I feel really honored. When I was here as a student, I had no idea that I would ever be in a leadership position such as this. I thought I’d be a math teacher for the rest of my life, but God has a way of moving us in the direction He wants us to go.
- What are some of your favorite memories that you made as a Southern student?
There are many. I loved being with and dating my now wife. I loved being in the band and touring. I have a lot of great memories. When you’re with a team in sports or in music, with your group of people, there’s something special about that.
- Is there anything else you would like to tell students about you or this upcoming school year?

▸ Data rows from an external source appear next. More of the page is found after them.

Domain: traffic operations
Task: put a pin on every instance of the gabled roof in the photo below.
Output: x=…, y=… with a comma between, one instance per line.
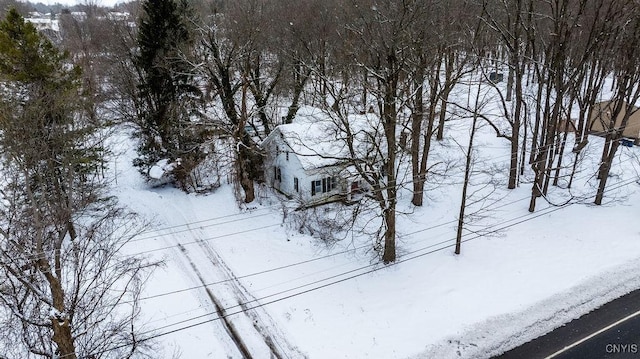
x=319, y=141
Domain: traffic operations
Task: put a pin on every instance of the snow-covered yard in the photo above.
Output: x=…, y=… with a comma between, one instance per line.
x=520, y=274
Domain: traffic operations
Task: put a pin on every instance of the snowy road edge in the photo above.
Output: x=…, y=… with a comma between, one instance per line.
x=504, y=332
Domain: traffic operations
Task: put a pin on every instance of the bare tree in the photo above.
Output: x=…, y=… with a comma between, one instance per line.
x=66, y=289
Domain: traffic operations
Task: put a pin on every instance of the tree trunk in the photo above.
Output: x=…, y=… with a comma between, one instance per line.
x=467, y=176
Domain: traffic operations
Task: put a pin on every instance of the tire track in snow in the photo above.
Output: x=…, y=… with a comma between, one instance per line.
x=263, y=324
x=228, y=325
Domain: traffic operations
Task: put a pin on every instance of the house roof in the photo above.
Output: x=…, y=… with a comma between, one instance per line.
x=319, y=140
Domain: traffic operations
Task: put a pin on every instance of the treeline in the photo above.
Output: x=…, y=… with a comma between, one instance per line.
x=253, y=58
x=188, y=76
x=192, y=70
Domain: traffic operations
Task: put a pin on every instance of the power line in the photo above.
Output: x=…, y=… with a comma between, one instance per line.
x=375, y=268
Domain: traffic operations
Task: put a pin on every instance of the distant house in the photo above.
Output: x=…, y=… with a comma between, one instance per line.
x=305, y=160
x=600, y=120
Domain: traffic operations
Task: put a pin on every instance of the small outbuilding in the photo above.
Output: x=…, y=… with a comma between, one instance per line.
x=600, y=119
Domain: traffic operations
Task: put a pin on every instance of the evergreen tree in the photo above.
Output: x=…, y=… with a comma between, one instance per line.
x=61, y=278
x=168, y=98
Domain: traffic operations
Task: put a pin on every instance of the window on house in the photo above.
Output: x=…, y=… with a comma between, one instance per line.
x=324, y=185
x=316, y=187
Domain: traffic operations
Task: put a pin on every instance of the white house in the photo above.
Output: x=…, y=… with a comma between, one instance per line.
x=307, y=160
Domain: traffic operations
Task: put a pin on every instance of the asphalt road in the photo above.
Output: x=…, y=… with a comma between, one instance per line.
x=611, y=331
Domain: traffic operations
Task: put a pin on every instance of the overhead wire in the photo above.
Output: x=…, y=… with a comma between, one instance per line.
x=375, y=268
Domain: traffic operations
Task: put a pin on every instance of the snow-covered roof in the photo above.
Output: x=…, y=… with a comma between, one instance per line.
x=319, y=140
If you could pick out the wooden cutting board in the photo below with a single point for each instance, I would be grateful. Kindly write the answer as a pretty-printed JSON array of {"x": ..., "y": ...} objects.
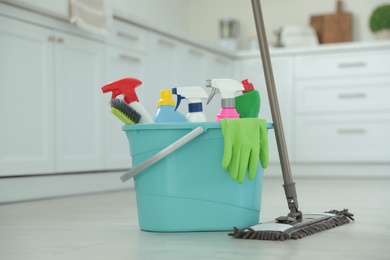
[{"x": 331, "y": 28}]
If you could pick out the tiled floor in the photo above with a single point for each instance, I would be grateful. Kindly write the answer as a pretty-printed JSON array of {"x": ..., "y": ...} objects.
[{"x": 105, "y": 226}]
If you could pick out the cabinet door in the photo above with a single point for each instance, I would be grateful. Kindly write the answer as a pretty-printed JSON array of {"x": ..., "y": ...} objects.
[
  {"x": 162, "y": 69},
  {"x": 283, "y": 76},
  {"x": 216, "y": 67},
  {"x": 26, "y": 99},
  {"x": 121, "y": 63},
  {"x": 79, "y": 71}
]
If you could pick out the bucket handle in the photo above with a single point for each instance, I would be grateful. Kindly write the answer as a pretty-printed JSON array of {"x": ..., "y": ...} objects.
[{"x": 158, "y": 156}]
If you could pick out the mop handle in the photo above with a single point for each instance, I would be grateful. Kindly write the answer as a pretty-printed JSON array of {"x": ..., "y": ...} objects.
[
  {"x": 271, "y": 90},
  {"x": 164, "y": 152}
]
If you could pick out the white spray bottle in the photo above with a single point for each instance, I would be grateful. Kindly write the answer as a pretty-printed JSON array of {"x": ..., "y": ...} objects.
[
  {"x": 194, "y": 95},
  {"x": 228, "y": 89}
]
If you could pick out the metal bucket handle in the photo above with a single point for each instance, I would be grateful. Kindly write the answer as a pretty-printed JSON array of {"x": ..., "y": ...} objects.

I hear from students all the time as they’re getting ready to graduate, and they’re thinking, “I’ll never have an experience like this again.” That is so true when you leave the beautiful community that we have here at Southern Adventist University. To me, this is a special place because it’s not just about academic learning. It’s about spiritual learning. It’s about emotional learning. You might find a spouse here, and you’re generating friends for life. I come back here, and there are still people living in this community that I went to school with. And there’s a bond that just sort of brings us together. You guys are building that right now, and you’ll have that to rely on throughout your life.